Major League Soccer's commissioner, Don Garber, took some questions on twitter during Bayern Munich's 4-0 drubbing of Barcelona. Perhaps the best exchange took place between Garber and former LA Galaxy player Herculez Gomez.
@herculezg Because they tried to sign you and you declined. We would love to have you back.— Don Garber (@thesoccerdon) April 23, 2013
So we've got a player who has expressed interest in returning to MLS, wondering why Sporting Kansas City retains the right of first refusal. This rights bit means that if Gomez were to return to MLS, any interested club would have to buy those rights from Sporting. How does Gomez feel about this answer?
@thesoccerdon you mean that $20k (a year) raise (while so enticing) was a legit offer? I’m aware of the CBA, was a player rep. Saludos.— herculez gomez (@herculezg) April 23, 2013
So that's fun. Let's do some investigation. Under the current collective bargaining agreement there is the concept of a bonafide offer, and it's definition is worth reviewing (link):
"Bona Fide Offer" is an offer from MLS to an Out of Contract Player that meets the following minimum conditions: (1) for "25/4 players," contains a first-year salary at least equal to the player's 2010 annual base salary and for "30/8 players," contains a first-year salary at least 5% greater than the player's 2010 annual base salary; (2) a term of 1+1+1; (3) option year salaries that increase by at least 5% each year; (4) performance bonuses that are at least the same as the performance bonuses in the previous year of the player's contract.
According to the roster rules, a team holds the right of first refusal indefinitely if there are attempts to resign a player. So Herculez Gomez is out of contract with the Kansas City Wizards at the end of 2009, having made $54,408 the previous year. Gomez says he was offered a $20k raise, which would be $74,408 a year. That's well more than 5% of his previous base salary.
Liga MX is just as stingy with salary information as MLS, perhaps more-so as at least MLS salary information comes out eventually through the players union. Still, it's safe to assume Gomez is making more than $75k abroad in Mexico. It's also safe to assume it's less than the MLS minimum DP salary, as knowing he has DP leverage appears to be part of why he wants to return to MLS.
However, the MLS right of first refusal puts Gomez in a similar situation to the one he's complained about in Mexico; lack of free agency. Twitter has given players a chance to vocalize their frustration with this process, Robbie Rogers being another who has spoken up about it.

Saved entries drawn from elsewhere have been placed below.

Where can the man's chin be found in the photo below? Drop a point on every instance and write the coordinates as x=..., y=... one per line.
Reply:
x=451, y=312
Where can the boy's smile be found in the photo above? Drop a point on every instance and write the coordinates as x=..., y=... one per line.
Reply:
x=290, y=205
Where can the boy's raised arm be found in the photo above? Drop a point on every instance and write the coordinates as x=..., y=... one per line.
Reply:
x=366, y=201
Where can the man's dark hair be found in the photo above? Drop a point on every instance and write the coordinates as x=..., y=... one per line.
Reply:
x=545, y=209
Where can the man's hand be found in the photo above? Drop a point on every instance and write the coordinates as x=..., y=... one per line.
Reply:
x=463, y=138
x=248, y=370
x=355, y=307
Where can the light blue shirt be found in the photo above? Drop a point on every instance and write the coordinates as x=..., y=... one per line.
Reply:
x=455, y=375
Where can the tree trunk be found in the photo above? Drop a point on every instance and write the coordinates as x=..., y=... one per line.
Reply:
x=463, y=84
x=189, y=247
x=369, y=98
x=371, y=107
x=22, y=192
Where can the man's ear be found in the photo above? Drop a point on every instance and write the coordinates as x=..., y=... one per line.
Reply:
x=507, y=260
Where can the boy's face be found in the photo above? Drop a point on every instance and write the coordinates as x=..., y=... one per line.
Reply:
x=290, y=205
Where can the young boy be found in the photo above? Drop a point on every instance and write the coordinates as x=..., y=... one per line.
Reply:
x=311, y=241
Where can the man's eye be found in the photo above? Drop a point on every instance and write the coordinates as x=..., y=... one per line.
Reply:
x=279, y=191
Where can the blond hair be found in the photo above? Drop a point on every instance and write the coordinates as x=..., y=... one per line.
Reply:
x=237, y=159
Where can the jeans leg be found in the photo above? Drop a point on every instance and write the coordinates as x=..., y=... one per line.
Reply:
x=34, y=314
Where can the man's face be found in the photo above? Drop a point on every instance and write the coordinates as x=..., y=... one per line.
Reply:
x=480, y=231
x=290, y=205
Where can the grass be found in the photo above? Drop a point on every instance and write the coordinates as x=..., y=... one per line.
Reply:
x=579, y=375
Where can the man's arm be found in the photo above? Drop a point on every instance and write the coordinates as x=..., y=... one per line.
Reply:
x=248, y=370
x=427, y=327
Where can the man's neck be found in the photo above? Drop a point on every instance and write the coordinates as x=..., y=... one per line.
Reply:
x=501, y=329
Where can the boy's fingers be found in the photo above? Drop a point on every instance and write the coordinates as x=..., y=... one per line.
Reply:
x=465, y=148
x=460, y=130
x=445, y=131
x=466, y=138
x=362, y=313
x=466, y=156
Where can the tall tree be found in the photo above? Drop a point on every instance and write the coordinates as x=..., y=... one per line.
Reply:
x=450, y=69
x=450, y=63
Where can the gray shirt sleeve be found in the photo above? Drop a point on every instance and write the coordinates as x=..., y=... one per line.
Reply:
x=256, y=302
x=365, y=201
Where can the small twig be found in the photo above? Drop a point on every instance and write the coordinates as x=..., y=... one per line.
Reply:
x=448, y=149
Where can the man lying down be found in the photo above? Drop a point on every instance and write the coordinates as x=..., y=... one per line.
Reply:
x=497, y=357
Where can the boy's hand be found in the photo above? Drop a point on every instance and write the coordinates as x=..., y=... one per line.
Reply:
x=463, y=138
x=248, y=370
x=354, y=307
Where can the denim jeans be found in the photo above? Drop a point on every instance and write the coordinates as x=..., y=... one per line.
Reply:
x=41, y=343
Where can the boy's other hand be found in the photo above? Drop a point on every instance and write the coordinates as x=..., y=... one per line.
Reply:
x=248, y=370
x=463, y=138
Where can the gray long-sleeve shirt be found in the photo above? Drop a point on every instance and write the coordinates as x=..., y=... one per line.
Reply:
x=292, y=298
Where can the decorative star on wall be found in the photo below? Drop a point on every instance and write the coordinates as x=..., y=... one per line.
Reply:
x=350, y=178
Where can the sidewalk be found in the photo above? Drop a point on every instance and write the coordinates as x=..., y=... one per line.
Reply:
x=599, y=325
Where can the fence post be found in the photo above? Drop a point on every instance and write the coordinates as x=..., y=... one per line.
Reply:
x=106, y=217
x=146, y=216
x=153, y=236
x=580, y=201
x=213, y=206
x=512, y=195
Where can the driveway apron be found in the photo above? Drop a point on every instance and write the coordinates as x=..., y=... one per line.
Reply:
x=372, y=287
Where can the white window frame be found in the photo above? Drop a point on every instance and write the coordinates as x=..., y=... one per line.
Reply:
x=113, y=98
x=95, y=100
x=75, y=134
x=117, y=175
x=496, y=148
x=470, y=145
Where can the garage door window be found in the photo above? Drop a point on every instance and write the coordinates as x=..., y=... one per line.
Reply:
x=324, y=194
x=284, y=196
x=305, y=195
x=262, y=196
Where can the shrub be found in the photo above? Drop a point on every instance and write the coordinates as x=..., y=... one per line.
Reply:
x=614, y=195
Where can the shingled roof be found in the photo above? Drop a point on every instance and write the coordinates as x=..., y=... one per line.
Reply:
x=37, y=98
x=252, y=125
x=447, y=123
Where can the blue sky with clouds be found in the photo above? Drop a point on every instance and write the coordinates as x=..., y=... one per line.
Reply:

It's not easy being a professional soccer player in North America.
Herculez Gomez and the right of first refusal wasn't the only topic Don Garber got to touch on.
- Most of the other questions were about MLS expansion (folk love talking about expansion). St. Louis came up, and Garber mentioned the Manchester City friendly could kindle interest.
- On the Queens Stadium situation, it was talked about in the executive staff meeting this morning but it wasn't specified what they talked about.
- He also said he loves what's happening in Orlando. Miami was mentioned briefly.
- He also began the session by saying he thought thirty teams, the current capacity of most of the other major US leagues, would be too much for MLS. So how far MLS expands beyond twenty is a very interesting question.